I have NDs and a Nubian. The NDs have fantastic coats well equipped for the cold. Nubian not so much. She gets a wool sweater when it gets to -15 F, but I take it off as soon as it gets warmer again.
My heat lamp is in the chicken coop, and usually just to prewarm it, then gets turned off. I use the heat lamp in the newborn's warming barrel as well.
Here is a picture of the same goat, summer vs. winter:


----------



## NigerianDwarfOwner707 (May 17, 2018)

Old thread


----------



## Mini Oberhasli Owner (Sep 26, 2020)

MadHouse said:


> In Manitoba we have long winters that can get extremely cold, -40 or even colder. We have snow from Oct./Nov. until March/April.
> Because of that I have only one animal door to keep the heat loss at night to a minimum. No heat, except in the milk room, and that is on only when I am milking.
> My goats don't have the choice of in or out, I make that choice (because I have females and males and only one door).
> The door is open most of the day.
> ...


Thank you so much for the reply! My two 6 month old girls are starting to grow their coats already since we had a few nights near freezing  The biggest concern we have been struggling with is getting the ventilation right. We converted a 8x10 shed into their barn and opened up horizontal boards along the top of the roof for cross ventilation and plan to close their door in really cold weather with a dog door we cut to size. We have the door facing the prevailing wind so we put up wind blocks. I currently spot clean their shed (concrete flooring) every day and put down stall refresher to keep the ammonia down. I am hoping to use deep litter in winter as long as I can keep the ammonia levels down. It's going to be an experiment, but I get the sense a lot of new goat owners go through this learning process  It's been a steep learning curve for us, but I think we are getting a hold of the goat trade!


----------



## MadHouse (Oct 3, 2019)

I don’t know if your cold temps stay consistent, but here, I don’t have problems with ammonia smell in the winter.
I cover the pee and poo with a light layer of bedding every day.


----------



## Tanya (Mar 31, 2020)

In South Africa I dont get snow but we get biting winds and some winter rains. My two have a goat pen with an insulated doghouse to sleep in. They have dirt flooring covered in thick hay. This is cleaned every second day. The dog house is made of thick wood. Lined with carpet inside and a winter fleece blanket over the outside. Straw and blankets inside. Blankets are washed daily and fresh ones inside. They dont like it raining but have beautiful winter coats.


----------



## Mini Oberhasli Owner (Sep 26, 2020)

Tanya said:


> In South Africa I dont get snow but we get biting winds and some winter rains. My two have a goat pen with an insulated doghouse to sleep in. They have dirt flooring covered in thick hay. This is cleaned every second day. The dog house is made of thick wood. Lined with carpet inside and a winter fleece blanket over the outside. Straw and blankets inside. Blankets are washed daily and fresh ones inside. They dont like it raining but have beautiful winter coats.

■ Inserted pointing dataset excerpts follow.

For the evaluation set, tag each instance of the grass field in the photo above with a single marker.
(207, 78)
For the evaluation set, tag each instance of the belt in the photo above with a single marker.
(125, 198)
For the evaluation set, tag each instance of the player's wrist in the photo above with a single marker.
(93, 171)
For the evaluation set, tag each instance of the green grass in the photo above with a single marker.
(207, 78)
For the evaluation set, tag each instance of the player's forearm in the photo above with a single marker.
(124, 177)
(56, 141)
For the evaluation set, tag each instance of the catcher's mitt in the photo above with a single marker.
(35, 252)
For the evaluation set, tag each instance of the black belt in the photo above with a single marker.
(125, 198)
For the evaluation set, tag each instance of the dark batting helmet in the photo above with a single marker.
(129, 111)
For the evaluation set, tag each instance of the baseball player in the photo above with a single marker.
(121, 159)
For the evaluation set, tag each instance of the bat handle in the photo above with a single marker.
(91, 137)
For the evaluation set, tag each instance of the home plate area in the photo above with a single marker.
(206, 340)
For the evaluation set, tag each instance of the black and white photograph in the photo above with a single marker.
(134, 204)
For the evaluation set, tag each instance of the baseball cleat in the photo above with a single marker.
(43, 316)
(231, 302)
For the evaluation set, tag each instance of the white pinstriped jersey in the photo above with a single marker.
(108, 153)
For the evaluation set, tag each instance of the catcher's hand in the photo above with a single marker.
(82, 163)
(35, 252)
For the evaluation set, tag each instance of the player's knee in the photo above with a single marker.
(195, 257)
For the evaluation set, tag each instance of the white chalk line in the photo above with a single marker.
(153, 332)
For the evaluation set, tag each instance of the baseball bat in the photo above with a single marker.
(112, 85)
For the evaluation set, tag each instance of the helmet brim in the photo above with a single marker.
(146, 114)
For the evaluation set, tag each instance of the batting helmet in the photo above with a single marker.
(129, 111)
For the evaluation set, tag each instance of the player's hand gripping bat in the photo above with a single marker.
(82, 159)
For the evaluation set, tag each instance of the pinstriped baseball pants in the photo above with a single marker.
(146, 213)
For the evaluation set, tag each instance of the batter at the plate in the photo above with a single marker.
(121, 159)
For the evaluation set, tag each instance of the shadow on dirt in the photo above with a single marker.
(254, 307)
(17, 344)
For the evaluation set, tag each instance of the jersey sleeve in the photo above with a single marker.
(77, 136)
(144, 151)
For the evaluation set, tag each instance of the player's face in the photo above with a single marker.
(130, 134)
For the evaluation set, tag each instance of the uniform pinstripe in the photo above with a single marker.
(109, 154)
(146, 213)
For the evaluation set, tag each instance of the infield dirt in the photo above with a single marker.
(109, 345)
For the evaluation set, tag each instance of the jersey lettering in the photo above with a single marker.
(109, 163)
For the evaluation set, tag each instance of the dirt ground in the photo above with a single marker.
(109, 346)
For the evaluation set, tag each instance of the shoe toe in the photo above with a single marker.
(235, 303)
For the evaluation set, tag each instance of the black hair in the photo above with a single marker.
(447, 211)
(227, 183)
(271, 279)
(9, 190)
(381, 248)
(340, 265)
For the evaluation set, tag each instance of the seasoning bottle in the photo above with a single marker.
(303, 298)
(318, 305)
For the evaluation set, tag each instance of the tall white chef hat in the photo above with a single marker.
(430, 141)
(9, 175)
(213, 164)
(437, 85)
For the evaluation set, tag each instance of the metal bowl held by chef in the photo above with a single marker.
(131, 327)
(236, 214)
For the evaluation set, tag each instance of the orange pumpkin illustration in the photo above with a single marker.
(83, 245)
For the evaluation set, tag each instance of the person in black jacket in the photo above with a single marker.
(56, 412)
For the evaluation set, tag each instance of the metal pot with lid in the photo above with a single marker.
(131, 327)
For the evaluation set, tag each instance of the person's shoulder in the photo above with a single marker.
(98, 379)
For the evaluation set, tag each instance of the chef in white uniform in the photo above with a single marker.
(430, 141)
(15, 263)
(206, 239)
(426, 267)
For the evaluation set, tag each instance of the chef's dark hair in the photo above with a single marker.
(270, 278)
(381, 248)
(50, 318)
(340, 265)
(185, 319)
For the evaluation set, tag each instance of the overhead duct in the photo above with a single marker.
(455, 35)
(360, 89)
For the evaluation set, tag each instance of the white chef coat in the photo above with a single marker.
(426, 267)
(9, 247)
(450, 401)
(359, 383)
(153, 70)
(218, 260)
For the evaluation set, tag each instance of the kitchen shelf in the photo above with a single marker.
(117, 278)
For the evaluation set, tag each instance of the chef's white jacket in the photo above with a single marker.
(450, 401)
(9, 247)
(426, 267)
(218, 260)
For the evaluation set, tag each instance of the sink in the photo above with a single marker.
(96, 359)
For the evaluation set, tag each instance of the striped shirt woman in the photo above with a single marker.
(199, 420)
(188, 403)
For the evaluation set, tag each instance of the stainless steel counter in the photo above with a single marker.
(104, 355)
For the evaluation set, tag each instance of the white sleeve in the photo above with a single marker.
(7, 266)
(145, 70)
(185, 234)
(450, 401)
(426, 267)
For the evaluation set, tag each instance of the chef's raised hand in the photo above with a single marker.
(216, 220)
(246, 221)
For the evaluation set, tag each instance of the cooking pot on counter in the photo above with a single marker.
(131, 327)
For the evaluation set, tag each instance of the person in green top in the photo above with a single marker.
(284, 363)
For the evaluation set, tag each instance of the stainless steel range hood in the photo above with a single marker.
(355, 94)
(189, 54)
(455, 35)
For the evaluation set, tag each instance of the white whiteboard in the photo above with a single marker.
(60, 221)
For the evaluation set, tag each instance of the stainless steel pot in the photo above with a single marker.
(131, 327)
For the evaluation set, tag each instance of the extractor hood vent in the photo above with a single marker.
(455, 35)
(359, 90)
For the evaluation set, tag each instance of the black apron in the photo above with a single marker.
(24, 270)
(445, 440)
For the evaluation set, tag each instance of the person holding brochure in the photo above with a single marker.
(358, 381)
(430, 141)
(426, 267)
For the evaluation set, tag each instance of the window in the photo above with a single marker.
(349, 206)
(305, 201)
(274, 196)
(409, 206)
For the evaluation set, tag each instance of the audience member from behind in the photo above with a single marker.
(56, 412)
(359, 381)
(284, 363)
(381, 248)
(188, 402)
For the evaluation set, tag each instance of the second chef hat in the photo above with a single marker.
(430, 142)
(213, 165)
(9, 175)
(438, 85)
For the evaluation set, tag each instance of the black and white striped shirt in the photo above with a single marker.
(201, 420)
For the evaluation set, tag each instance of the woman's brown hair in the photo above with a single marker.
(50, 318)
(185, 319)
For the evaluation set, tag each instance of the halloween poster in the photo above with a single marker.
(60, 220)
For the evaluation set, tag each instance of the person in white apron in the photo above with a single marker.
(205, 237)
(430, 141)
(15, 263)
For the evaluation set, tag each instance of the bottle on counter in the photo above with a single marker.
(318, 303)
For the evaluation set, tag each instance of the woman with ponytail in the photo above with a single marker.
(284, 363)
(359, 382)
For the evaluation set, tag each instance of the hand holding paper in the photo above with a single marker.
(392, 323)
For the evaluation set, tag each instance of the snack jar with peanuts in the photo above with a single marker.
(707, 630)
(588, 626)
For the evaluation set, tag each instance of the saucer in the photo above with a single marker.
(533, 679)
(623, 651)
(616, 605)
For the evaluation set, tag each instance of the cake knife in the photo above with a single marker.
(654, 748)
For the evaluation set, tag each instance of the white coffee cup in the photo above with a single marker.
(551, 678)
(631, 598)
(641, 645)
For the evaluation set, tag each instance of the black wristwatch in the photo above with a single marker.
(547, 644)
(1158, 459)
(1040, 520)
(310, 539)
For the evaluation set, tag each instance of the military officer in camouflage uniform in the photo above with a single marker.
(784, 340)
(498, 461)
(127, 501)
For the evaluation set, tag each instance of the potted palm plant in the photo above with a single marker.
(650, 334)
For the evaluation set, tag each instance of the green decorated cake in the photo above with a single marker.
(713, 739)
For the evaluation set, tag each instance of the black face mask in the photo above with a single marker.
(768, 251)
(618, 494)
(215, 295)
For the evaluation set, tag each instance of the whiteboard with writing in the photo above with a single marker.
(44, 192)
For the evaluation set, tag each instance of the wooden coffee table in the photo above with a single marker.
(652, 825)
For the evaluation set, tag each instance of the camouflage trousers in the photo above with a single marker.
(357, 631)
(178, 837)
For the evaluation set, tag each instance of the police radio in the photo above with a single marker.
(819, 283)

That is super cute you put blankets in there for them  I would worry they would eat them! I will look into putting a curtain over the door where the wind comes in as long as I can 1) train them to go through it and 2) not eat it


----------



## Tanya (Mar 31, 2020)

@Mini Oberhasli Owner funny enough if the blankets are in the dog house they wont eat it. But outside its fair game. My Gizmo used to run around with his when he was much smaller. Now he ignores it.


----------



## alwaystj9 (Apr 10, 2019)

Yes...I keep my goats in the winter...........


----------



## Mini Oberhasli Owner (Sep 26, 2020)

When do you all start your deep litter? It is in the 30's here at night and 50's during the day. Is it too soon to start?


----------



## goatblessings (Jan 6, 2015)

I don't deep litter. Have found that unless it's under 20 throughout the day the goats do just fine. We have about the same weather, I just keep the hay rolling and the pens clean. Deep litte does hold in heat, but these temps right now it's unnecessary. It's a honking mess to clean in spring.


----------



## MadHouse (Oct 3, 2019)

Mini Oberhasli Owner said:


> When do you all start your deep litter? It is in the 30's here at night and 50's during the day. Is it too soon to start?


We have similar temperatures right now. I will wait another month before deep litter starts.


----------